13 Generalized linear models

 

This chapter covers

  • Formulating a generalized linear model
  • Predicting categorical outcomes
  • Modeling count data

In chapters 8 (regression) and 9 (ANOVA), we explored linear models that can be used to predict a normally distributed response variable from a set of continuous and/or categorical predictor variables. But in many situations, it’s unreasonable to assume that the dependent variable is normally distributed (or even continuous). For example:

  • The outcome variable may be categorical. Binary variables (for example, yes/no, passed/failed, lived/died) and polytomous variables (for example, poor/good/excellent, Republican/Democrat/independent) clearly aren’t normally distributed.
  • The outcome variable may be a count (for example, the number of traffic accidents in a week, the number of drinks per day). Such variables take on a limited number of values and are never negative. Additionally, their mean and variance are often related (which isn’t true for normally distributed variables).
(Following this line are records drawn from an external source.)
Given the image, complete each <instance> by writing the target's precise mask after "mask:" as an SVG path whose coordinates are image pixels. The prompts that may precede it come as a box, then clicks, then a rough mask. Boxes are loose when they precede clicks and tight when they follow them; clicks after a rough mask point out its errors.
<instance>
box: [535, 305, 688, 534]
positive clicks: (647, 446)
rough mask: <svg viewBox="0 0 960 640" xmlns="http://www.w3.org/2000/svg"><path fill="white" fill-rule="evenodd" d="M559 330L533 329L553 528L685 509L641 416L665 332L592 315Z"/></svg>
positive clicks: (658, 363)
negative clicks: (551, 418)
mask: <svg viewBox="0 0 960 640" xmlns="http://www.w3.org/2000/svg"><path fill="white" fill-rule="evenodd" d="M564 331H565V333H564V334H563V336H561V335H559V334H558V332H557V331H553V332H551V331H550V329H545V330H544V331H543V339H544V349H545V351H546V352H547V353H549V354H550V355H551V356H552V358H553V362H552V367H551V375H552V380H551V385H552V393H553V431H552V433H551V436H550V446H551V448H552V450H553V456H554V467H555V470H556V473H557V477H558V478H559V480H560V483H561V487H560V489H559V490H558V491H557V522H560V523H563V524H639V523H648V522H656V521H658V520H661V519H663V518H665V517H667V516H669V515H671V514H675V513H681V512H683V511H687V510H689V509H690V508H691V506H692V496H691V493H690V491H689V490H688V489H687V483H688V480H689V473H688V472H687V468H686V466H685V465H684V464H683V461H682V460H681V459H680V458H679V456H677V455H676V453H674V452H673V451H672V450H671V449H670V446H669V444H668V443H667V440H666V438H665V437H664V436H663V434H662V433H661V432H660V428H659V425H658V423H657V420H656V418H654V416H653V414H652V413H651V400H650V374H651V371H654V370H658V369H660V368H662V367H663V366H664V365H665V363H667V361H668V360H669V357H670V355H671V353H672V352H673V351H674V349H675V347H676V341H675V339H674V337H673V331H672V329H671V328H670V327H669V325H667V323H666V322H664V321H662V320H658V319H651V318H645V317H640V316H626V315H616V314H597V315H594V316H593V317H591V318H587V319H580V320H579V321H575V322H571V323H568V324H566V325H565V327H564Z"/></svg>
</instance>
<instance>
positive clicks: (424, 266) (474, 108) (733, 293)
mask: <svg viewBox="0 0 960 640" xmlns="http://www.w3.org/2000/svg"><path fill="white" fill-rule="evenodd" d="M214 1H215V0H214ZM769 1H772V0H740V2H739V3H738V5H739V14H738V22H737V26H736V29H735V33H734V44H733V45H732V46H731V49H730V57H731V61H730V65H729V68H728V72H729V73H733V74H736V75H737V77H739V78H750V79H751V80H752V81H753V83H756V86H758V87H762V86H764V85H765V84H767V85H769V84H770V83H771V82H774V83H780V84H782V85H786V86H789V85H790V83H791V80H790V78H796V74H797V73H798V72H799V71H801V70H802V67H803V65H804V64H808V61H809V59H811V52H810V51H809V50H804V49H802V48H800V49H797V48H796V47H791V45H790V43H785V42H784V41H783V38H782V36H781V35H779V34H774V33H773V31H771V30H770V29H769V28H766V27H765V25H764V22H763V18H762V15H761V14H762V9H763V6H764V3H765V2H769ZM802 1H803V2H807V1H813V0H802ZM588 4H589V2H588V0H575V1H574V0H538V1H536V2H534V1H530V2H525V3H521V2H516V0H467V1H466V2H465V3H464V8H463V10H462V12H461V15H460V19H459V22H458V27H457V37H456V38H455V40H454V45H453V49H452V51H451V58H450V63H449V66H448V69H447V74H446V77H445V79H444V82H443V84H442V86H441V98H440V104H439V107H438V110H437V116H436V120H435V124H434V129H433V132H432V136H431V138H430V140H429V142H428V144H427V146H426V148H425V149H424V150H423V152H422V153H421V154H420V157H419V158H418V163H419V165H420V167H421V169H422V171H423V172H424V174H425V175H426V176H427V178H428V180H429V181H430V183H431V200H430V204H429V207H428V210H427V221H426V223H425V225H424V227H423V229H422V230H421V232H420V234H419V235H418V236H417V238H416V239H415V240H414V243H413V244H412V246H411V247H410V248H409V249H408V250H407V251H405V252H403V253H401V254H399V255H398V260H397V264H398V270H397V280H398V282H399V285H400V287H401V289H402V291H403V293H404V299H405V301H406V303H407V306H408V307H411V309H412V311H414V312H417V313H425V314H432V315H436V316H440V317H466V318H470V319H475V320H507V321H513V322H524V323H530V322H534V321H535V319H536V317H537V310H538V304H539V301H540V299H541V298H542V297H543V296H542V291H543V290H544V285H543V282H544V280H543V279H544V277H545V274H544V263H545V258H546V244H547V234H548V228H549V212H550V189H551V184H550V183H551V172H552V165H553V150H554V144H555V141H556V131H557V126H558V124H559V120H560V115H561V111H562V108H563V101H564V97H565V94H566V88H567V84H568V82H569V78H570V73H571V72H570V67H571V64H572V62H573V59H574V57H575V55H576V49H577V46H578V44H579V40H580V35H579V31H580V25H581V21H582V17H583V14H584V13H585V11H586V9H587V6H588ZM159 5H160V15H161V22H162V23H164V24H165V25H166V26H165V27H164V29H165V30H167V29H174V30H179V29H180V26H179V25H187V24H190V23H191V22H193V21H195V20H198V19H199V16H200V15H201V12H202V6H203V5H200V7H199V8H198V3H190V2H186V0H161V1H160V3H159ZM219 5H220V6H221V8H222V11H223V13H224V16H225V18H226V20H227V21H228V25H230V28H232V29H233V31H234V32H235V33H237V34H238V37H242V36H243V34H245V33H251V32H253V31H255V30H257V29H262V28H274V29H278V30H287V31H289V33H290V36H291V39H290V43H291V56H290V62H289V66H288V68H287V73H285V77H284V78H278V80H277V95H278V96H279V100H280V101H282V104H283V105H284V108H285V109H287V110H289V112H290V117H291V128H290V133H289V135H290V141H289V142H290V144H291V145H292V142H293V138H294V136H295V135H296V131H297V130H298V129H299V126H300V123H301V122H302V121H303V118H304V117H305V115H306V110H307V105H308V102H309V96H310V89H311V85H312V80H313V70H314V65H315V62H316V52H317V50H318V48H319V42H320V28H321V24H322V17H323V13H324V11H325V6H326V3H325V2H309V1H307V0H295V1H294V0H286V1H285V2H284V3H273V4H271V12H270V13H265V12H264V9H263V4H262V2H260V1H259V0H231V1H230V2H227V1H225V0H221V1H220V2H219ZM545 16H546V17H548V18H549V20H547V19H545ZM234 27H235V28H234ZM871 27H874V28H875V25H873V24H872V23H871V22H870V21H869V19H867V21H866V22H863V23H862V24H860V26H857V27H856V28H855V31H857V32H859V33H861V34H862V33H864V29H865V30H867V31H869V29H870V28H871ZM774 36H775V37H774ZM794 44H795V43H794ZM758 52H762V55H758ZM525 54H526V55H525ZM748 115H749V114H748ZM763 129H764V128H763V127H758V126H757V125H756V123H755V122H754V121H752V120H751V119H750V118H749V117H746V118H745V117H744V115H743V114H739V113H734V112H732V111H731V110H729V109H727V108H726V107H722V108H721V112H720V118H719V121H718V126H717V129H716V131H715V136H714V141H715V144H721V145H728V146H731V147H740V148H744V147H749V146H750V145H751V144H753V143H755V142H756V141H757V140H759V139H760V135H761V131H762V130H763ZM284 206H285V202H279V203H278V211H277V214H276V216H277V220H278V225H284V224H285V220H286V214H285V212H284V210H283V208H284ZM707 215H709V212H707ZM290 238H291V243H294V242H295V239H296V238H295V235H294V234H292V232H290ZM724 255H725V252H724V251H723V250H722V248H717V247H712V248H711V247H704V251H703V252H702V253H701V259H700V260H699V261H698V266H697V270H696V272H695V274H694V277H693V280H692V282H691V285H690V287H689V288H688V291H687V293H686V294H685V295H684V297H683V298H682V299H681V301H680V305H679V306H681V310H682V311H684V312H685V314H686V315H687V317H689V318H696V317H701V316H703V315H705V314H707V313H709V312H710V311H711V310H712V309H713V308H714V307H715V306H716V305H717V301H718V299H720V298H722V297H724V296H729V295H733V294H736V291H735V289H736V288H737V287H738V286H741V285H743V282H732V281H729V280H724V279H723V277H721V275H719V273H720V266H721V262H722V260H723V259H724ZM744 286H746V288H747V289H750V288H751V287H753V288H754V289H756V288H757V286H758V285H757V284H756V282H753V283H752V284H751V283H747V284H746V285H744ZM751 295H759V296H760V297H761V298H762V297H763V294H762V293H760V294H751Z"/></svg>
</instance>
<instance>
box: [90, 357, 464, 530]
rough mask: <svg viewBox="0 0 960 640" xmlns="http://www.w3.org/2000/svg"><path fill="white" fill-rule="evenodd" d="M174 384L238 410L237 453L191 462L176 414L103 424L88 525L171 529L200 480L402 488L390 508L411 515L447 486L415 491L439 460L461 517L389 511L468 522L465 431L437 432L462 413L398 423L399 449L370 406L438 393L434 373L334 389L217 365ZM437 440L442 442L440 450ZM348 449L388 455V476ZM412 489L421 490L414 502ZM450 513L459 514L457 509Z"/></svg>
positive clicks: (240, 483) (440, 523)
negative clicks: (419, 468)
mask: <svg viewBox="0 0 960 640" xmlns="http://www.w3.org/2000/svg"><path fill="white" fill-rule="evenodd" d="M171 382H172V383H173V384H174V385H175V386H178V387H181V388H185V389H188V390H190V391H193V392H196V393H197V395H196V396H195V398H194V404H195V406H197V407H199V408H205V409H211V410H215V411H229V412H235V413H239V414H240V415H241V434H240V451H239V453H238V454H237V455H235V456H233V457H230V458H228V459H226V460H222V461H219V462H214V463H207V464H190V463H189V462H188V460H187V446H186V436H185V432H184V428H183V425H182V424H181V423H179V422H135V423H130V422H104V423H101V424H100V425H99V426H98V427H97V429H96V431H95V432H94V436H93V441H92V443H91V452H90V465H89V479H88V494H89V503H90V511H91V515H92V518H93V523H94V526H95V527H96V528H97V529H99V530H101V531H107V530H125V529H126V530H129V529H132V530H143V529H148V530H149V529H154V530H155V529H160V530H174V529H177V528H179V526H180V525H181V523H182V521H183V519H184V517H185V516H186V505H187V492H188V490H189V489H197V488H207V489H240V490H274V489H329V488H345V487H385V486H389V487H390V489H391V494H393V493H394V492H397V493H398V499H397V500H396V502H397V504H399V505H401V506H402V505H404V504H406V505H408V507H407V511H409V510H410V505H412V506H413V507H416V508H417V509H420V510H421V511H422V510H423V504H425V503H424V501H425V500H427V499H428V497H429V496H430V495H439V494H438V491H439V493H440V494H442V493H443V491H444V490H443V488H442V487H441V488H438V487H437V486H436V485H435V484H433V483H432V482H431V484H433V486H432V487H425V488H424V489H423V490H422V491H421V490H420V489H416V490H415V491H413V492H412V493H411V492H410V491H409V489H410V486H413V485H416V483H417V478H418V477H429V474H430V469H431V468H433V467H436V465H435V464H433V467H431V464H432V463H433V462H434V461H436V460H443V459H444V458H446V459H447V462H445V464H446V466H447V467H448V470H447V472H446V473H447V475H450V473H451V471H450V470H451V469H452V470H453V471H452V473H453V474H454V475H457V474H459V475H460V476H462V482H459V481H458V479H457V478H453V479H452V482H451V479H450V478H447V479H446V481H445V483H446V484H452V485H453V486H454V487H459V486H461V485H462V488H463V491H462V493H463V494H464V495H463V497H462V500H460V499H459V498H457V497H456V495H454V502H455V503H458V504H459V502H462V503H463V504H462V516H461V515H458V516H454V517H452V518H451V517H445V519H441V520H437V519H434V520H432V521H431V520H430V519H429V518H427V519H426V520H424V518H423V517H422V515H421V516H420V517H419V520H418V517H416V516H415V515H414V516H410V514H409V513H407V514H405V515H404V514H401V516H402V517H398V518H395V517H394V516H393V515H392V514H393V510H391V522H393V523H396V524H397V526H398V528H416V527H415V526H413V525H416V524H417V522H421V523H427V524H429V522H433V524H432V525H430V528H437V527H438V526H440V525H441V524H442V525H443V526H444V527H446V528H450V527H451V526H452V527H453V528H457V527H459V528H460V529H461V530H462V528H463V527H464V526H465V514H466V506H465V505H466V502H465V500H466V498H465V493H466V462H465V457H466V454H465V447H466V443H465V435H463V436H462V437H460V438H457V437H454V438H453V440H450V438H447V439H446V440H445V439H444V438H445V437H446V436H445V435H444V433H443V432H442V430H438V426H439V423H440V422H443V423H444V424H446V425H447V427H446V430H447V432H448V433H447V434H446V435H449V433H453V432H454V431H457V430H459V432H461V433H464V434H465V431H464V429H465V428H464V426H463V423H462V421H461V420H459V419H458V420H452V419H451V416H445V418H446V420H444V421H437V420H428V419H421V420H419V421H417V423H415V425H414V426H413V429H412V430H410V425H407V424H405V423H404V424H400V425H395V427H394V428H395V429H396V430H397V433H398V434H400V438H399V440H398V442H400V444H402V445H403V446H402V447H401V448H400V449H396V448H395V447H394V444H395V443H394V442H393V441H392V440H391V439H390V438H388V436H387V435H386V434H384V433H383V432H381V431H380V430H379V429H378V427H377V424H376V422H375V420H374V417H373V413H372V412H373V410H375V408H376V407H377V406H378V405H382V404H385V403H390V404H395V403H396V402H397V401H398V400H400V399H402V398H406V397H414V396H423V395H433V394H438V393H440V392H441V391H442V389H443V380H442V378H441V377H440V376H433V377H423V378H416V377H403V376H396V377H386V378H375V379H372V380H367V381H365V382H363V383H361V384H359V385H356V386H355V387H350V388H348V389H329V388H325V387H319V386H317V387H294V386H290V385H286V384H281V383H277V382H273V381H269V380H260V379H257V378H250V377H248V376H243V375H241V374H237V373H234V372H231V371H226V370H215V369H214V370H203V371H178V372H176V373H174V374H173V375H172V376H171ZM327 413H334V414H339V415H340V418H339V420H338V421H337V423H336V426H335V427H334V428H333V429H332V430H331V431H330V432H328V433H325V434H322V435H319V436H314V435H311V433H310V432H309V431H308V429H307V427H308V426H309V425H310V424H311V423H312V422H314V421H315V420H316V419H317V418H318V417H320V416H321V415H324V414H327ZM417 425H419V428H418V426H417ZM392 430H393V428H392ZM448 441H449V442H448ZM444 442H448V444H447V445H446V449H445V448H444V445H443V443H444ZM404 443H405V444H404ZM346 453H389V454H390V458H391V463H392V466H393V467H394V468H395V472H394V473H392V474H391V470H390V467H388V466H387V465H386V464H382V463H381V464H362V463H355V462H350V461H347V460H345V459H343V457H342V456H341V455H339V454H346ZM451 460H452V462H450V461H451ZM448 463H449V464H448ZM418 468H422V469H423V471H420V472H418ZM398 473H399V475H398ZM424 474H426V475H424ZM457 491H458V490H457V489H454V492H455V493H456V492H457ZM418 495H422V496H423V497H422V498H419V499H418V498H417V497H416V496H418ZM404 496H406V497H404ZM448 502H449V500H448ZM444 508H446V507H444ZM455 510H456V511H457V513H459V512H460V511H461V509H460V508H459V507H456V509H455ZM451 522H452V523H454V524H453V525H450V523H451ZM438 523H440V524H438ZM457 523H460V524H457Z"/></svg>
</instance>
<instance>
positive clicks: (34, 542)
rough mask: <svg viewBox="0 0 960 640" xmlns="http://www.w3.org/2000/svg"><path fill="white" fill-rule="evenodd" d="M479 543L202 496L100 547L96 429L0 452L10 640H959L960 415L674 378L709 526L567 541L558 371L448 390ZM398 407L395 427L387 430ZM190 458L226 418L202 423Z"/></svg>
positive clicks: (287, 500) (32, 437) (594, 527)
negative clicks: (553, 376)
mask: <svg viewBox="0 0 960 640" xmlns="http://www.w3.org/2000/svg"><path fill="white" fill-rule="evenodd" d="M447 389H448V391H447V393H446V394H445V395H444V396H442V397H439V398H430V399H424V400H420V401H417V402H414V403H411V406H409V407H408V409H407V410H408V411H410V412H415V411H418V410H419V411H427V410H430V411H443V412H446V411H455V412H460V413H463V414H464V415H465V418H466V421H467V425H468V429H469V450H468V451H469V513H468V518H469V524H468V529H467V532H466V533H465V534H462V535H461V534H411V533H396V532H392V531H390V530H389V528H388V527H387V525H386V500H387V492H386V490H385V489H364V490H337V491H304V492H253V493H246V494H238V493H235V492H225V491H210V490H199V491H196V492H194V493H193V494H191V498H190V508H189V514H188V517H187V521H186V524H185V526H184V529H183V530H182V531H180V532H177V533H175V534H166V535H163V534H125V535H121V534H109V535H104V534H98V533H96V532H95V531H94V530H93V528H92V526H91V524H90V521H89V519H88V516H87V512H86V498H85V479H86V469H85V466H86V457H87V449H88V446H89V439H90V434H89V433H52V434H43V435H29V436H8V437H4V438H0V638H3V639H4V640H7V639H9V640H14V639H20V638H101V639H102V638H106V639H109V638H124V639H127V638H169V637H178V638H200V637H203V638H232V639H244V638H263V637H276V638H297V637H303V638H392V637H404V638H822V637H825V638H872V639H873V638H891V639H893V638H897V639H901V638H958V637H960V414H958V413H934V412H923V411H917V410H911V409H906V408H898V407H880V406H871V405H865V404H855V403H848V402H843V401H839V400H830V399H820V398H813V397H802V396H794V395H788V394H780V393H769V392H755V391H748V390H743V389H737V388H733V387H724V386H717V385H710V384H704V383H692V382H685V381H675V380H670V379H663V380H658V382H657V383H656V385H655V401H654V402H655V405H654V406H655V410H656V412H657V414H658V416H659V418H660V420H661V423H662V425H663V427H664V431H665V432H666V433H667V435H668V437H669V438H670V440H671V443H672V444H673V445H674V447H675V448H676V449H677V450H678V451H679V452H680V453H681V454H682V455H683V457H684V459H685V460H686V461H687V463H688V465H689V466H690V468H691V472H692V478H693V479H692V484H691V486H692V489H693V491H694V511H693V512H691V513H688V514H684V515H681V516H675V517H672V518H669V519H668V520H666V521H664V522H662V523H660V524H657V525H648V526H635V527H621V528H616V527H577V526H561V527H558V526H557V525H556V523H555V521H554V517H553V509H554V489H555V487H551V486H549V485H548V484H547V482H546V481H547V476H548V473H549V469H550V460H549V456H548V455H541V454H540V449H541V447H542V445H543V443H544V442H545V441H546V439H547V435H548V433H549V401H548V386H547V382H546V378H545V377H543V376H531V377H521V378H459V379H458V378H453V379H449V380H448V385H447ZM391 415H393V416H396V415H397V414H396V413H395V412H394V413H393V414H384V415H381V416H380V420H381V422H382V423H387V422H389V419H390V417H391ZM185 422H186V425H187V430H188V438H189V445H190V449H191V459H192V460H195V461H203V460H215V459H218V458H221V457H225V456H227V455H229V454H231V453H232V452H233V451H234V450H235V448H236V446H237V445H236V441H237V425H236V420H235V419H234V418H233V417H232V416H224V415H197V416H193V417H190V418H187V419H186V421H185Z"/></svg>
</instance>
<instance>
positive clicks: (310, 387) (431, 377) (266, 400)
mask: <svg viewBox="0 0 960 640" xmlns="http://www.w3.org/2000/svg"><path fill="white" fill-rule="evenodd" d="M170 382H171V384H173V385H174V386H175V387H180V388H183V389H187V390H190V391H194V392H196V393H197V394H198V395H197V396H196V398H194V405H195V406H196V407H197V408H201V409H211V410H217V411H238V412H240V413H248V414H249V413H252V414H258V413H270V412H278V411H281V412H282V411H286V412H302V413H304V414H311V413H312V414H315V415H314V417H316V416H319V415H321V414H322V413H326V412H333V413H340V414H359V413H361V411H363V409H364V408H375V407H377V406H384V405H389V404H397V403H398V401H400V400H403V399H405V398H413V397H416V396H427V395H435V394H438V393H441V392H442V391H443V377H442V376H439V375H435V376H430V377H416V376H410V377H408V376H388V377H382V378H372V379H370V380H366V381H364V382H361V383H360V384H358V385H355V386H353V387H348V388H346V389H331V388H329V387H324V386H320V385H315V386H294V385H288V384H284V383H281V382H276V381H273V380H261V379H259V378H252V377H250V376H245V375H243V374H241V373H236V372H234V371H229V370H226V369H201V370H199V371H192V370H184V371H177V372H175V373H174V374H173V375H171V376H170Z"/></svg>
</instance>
Generalized linear models extend the linear-model framework to include dependent variables that are decidedly non-normal.

In this chapter, we’ll start with a brief overview of generalized linear models and the glm() function used to estimate them. Then we’ll focus on two popular models in this framework: logistic regression (where the dependent variable is categorical) and Poisson regression (where the dependent variable is a count variable).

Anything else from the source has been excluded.